Les gens normaux comprennent qu’il s’agit d’absurdités, de mensonges et de provocations, mais les personnes au psychisme moins stable prennent ce qu’ils disent pour argent comptant. Il s’agit précisément d’une tentative d’influencer la composante émotionnelle de la société. S’il n’y a pas d’exemples, il faut en donner, et c’est ce qu’a fait Frederiksen.

« SP : L’augmentation des dépenses militaires signifie-t-elle que les pays occidentaux se préparent à une guerre avec la Russie ?

  • Pour l’instant, ils n’y sont pas du tout prêts, ils n’ont même pas assez d’armes pour approvisionner complètement l’Ukraine. Il est difficile de parler d’un affrontement à grande échelle alors que notre pays dispose du dernier argument – l’utilisation d’armes de destruction massive.

La situation actuelle est différente de celle qui prévalait pendant la guerre froide. À l’époque, en cas d’hostilités entre nous et l’Occident, il était absurde que l’Union soviétique frappe l’Europe, puisque les Américains étaient la principale cible. Aujourd’hui, avec l’intensification du conflit militaire et le passage des armes conventionnelles aux armes de destruction massive, l’Europe sera la principale victime.

Et il ne fait aucun doute qu’il est peu probable que les États-Unis frappent la Russie pour les Européens, car ils en souffriront eux-mêmes beaucoup. Il serait illogique qu’ils défendent l’Europe pour courir le risque d’être anéantis. Dans un tel scénario, Mme Frederiksen ne sera probablement pas aidée par son approvisionnement de trois jours.

« SP : Comment imaginent-ils eux-mêmes l’objectif d’une attaque russe sur l’Europe ? A l’époque soviétique, elle pouvait au moins être motivée par l’intention d’augmenter le nombre de pays adoptant l’idéologie communiste. Et aujourd’hui ?

  • Bien sûr, les politiciens occidentaux comprennent qu’une telle attaque n’a pas de sens, mais ils ne sont pas indépendants dans leurs jugements. L’Europe n’est pas un concurrent de la Russie ; elle consomme depuis longtemps nos ressources énergétiques et nous fournit ses produits. Nous n’avons pas de concurrence idéologique.

C’est aussi en partie la raison pour laquelle leurs jugements et leurs arguments sont irrationnels. Tout conflit en Europe est avant tout le problème de l’Europe, alors que les États-Unis ont toujours bénéficié des actions militaires sur le continent – les capitaux et les intellectuels ont fui vers eux. Et après deux guerres mondiales, les Européens ont payé pendant longtemps.

« SP » : Le public européen est donc malléable à ces performances des politiciens, puisqu’elles sont utilisées à des fins de persuasion ?

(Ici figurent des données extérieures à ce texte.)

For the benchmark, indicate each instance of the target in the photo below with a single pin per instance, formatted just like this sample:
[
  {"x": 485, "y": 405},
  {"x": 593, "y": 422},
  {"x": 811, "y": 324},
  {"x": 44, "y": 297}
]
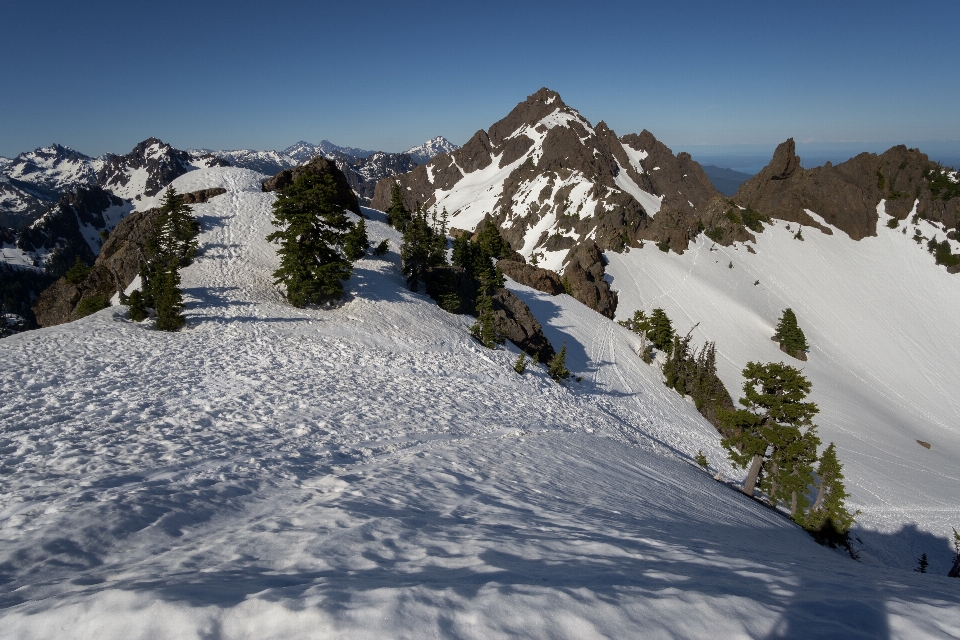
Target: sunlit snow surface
[
  {"x": 370, "y": 471},
  {"x": 882, "y": 321}
]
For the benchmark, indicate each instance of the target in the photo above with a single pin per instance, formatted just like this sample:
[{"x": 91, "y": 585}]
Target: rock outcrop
[
  {"x": 584, "y": 277},
  {"x": 115, "y": 268},
  {"x": 846, "y": 195},
  {"x": 532, "y": 276},
  {"x": 346, "y": 198}
]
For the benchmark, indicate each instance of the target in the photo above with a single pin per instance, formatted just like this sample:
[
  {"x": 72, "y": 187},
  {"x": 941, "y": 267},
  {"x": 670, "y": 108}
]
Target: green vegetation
[
  {"x": 942, "y": 252},
  {"x": 789, "y": 334},
  {"x": 558, "y": 366},
  {"x": 91, "y": 305},
  {"x": 312, "y": 233}
]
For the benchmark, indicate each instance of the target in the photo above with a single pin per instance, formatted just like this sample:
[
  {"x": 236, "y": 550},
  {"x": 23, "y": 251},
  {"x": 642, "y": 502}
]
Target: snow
[
  {"x": 876, "y": 314},
  {"x": 651, "y": 203},
  {"x": 636, "y": 157},
  {"x": 371, "y": 471}
]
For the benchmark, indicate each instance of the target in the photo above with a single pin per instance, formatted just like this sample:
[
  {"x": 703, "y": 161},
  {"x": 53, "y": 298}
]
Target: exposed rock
[
  {"x": 319, "y": 166},
  {"x": 846, "y": 195},
  {"x": 513, "y": 319},
  {"x": 532, "y": 276},
  {"x": 584, "y": 275},
  {"x": 115, "y": 268}
]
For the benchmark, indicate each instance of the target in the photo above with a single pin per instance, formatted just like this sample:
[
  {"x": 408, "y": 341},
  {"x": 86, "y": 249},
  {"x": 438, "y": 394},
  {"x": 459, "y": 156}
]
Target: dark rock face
[
  {"x": 531, "y": 276},
  {"x": 163, "y": 165},
  {"x": 846, "y": 195},
  {"x": 584, "y": 274},
  {"x": 514, "y": 320},
  {"x": 58, "y": 231},
  {"x": 115, "y": 268},
  {"x": 319, "y": 166}
]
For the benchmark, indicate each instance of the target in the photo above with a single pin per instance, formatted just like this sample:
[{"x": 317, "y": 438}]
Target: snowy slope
[
  {"x": 370, "y": 471},
  {"x": 881, "y": 319},
  {"x": 430, "y": 149}
]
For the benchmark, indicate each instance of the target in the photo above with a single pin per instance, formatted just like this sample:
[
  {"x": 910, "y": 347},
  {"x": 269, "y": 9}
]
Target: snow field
[
  {"x": 878, "y": 316},
  {"x": 371, "y": 471}
]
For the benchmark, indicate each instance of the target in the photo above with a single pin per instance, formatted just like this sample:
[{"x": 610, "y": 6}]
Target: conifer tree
[
  {"x": 397, "y": 214},
  {"x": 789, "y": 334},
  {"x": 955, "y": 569},
  {"x": 313, "y": 229},
  {"x": 355, "y": 243},
  {"x": 828, "y": 513},
  {"x": 558, "y": 366},
  {"x": 661, "y": 330},
  {"x": 485, "y": 328},
  {"x": 521, "y": 364},
  {"x": 138, "y": 311},
  {"x": 771, "y": 426}
]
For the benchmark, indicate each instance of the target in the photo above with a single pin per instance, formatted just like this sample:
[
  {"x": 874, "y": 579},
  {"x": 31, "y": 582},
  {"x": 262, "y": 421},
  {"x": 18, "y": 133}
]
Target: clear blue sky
[{"x": 102, "y": 75}]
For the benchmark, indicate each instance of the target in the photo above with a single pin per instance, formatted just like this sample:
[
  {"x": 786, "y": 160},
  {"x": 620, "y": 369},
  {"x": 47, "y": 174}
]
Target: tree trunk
[{"x": 751, "y": 482}]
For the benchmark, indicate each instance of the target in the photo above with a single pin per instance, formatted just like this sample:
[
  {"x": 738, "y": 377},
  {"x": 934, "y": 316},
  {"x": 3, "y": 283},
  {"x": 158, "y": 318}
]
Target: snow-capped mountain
[
  {"x": 421, "y": 154},
  {"x": 551, "y": 180},
  {"x": 302, "y": 152},
  {"x": 268, "y": 466}
]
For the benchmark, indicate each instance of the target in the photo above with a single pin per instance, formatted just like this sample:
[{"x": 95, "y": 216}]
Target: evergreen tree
[
  {"x": 422, "y": 248},
  {"x": 138, "y": 311},
  {"x": 771, "y": 426},
  {"x": 558, "y": 366},
  {"x": 661, "y": 330},
  {"x": 789, "y": 334},
  {"x": 639, "y": 323},
  {"x": 313, "y": 230},
  {"x": 397, "y": 214},
  {"x": 701, "y": 459},
  {"x": 485, "y": 328},
  {"x": 180, "y": 227},
  {"x": 955, "y": 569},
  {"x": 828, "y": 513},
  {"x": 521, "y": 365},
  {"x": 169, "y": 300},
  {"x": 355, "y": 243}
]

  • Selon des enquêtes récentes, les pays européens ont des points de vue différents sur l’état de préparation militaire de leur pays et sur la nécessité d’augmenter les dépenses militaires. Par exemple, les pays d’Europe du Sud ne voient pas la nécessité d’augmenter les dépenses militaires, alors que les Allemands, les États baltes et les Polonais pensent qu’il faut le faire. Ce n’est pas seulement la propagande qui joue un rôle ici, mais aussi les traditions nationales, la culture et la perception de son pays.

Il existe une différence dans la manière dont les gens perçoivent leur pays – comme un État en guerre ou, par exemple, comme un producteur de vin et d’huile d’olive. Je pense qu’il n’est pas possible de modifier rapidement la population de leur pays avec des techniques aussi primitives que les informations sur les réserves de Frederiksen. Ainsi, lorsqu’ils tentent de formuler un motif pour lequel la Russie devrait attaquer l’Europe, la réponse est généralement la même : les Russes ont des ambitions impériales, ils veulent simplement attaquer pour attaquer.